In 1963, planting recommenced with a joint venture between the Australian Nathan & Wyeth group and the French Remy Martin. With many years of premium wines, still and sparkling, to its credit, this venture has now matured into the well-known Blue Pyrenees. Many other well-known wineries have followed, including France’s Goelet family with Taltarni, the Jones family at Dalwhinnie, the Barrys at Mount Avoca, the Bazzanis at Warrenmang, the Robbs at Sally’s Paddock and the family Summerfield. Glenlofty was established in 1995 (moving from corporate to family ownership in 2010) and has been recently followed (next door to Glenlofty) at its Domaine Tournon by renowned Rhone market leader Maison M. Chapoutier. Reportedly, Michel Chapoutier exclaimed “Greatness is possible” when he analyzed the terroirs of the Pyrenees. Glenlofty shares this view and is totally committed to it as a team.
Pyrenees premium red wine reputations have been won across the world, and not only with Shiraz, where the Pyrenees duality of richness and elegance wins frequent comparisons with the outstanding wines of the northern Rhone, like Chapoutier’s famous Hermitages and even the fabled Cote-Rotie. Pyrenees Shiraz is very different from Barossa and even Heathcote wines.
Geology and soils
The ancient soils of the Victorian Pyrenees were formed during the Palaeozoic period – between 245 and 544 million years ago. After the “Cambrian explosion” of invertebrates, vertebrates, bony fish and plants to the sudden disappearance of 90% of all living species, and after 400 million years of slow geological decay, Glen Lofty's soils are predominantly formed from none granitic rocks and sediments, ranging from ancient river beds of loose fluvial gravel or sand and silt to hills of red textured soils of sandstone and siltstone.

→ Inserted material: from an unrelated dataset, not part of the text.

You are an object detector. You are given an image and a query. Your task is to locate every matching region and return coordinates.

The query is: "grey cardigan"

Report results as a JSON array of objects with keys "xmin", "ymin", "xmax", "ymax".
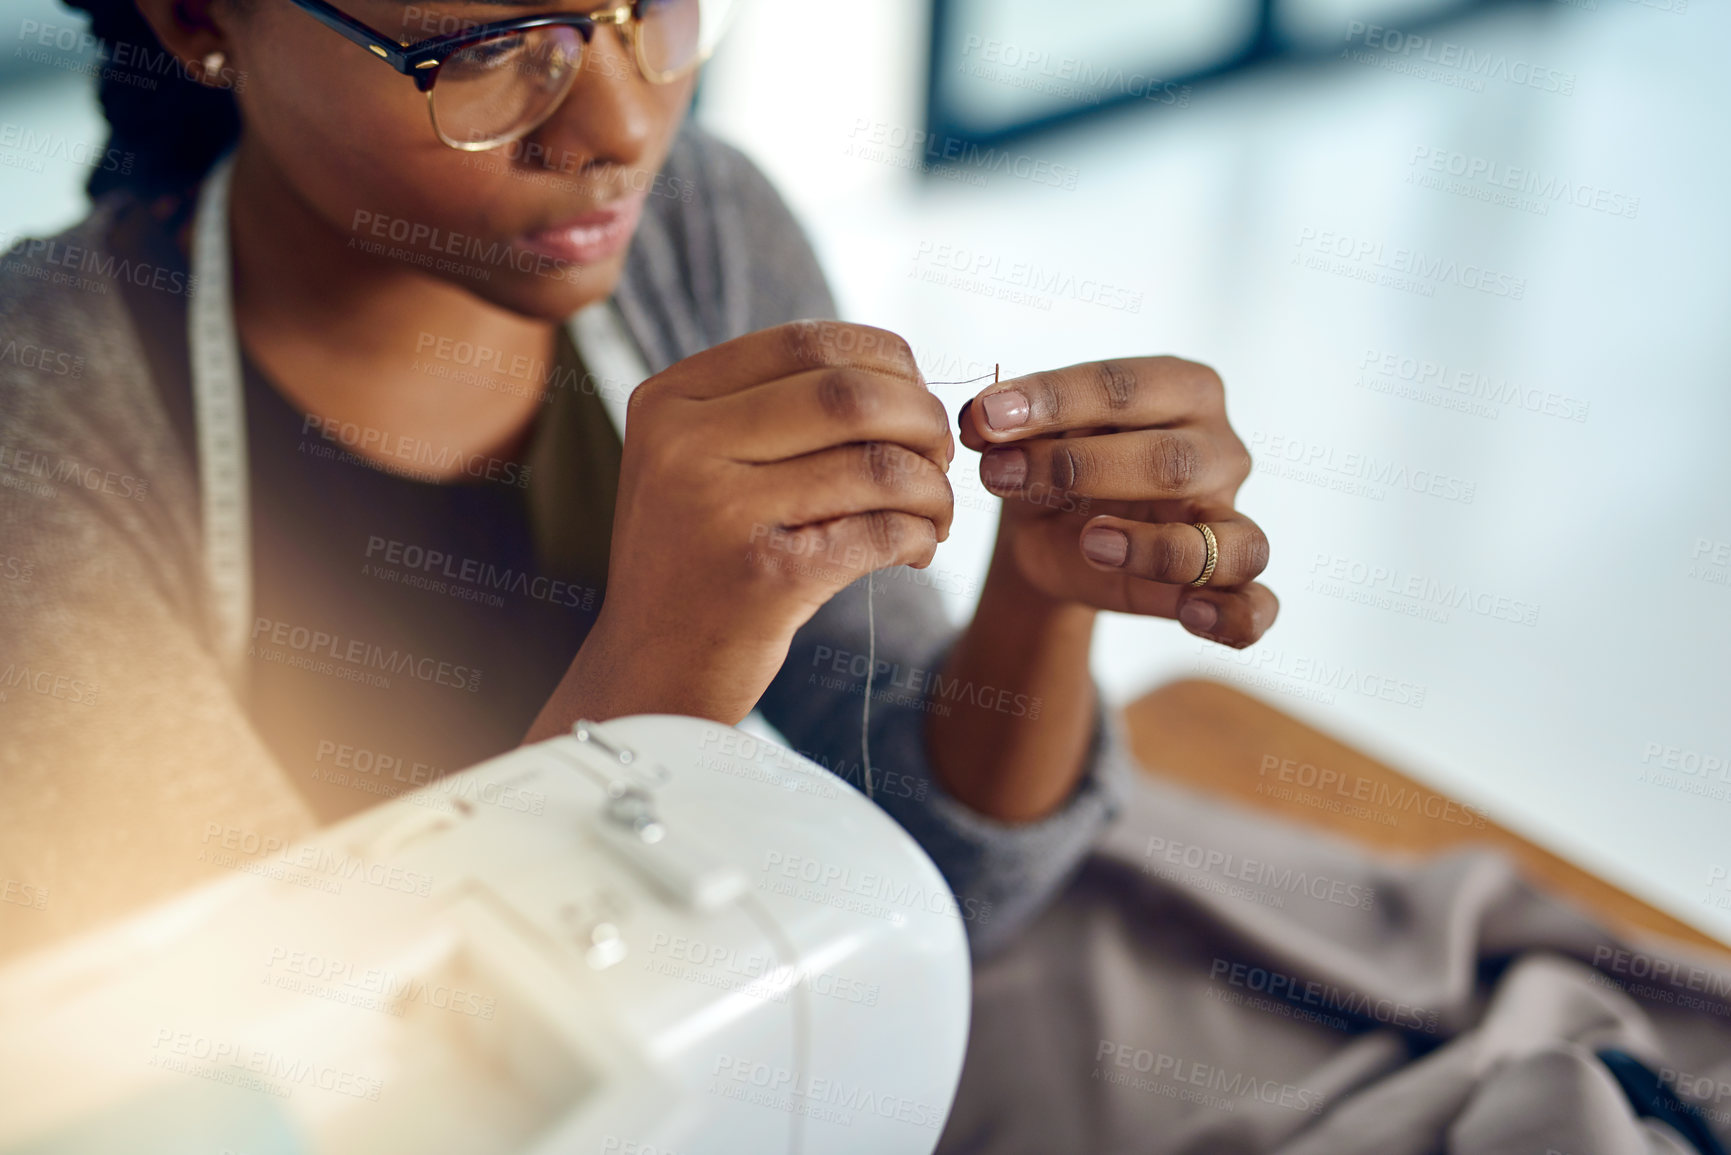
[{"xmin": 0, "ymin": 124, "xmax": 1132, "ymax": 963}]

Victoria’s Pyrenees enables cool-climate winemaking because its inland location leads to low midsummer relative humidity and large daily temperature ranges in Spring and early Summer. GlenLofty's vineyards show a range of microclimates, which mitigate against the risk of frost and allow extended ripening hours before vintage.
Glenlofty Single-Vineyard Pyrenees 2011 Shiraz Viognier. RRP $28
Colour: bright ruby red. Nose: fragrant black pepper and black truffle aromatics. Palate: rich dark fruits, medium body, bright, peppery long-finishing minerality. 14.0% ABV
Glenlofty Single-Vineyard Pyrenees 2011 Nebbiolo. RRP $28
Colour: old-brick red with characteristic Nebbiolo orange hues. Nose: flowers, red cherries and chocolate with toffee notes. Palate: succulent, medium body, savoury flavours, and smooth tannins. 14.4% ABV.
Glenlofty Single-Vineyard Pyrenees 2011 Cabernet Sauvignon. RRP $26
Colour: deep ruby red. Nose: cassis, black olive, hints of fresh herbs. Palate: blackcurrant fruit, fine-grain tannins, a wine of structure and length. 13.8% ABV
Glenlofty Single-Vineyard Pyrenees 2012 Roussanne Marsanne. RRP $28
19% Roussanne, 21% Marsanne – the reverse of the usual balance, simply reflecting 2012 fruit qualities.
Colour: straw yellow, slight hints of green. Nose: fresh pear and rich exotic spices. Palate: fresh pear, guava, and honeysuckle, good structure, faint minerality. 14.0% ABV.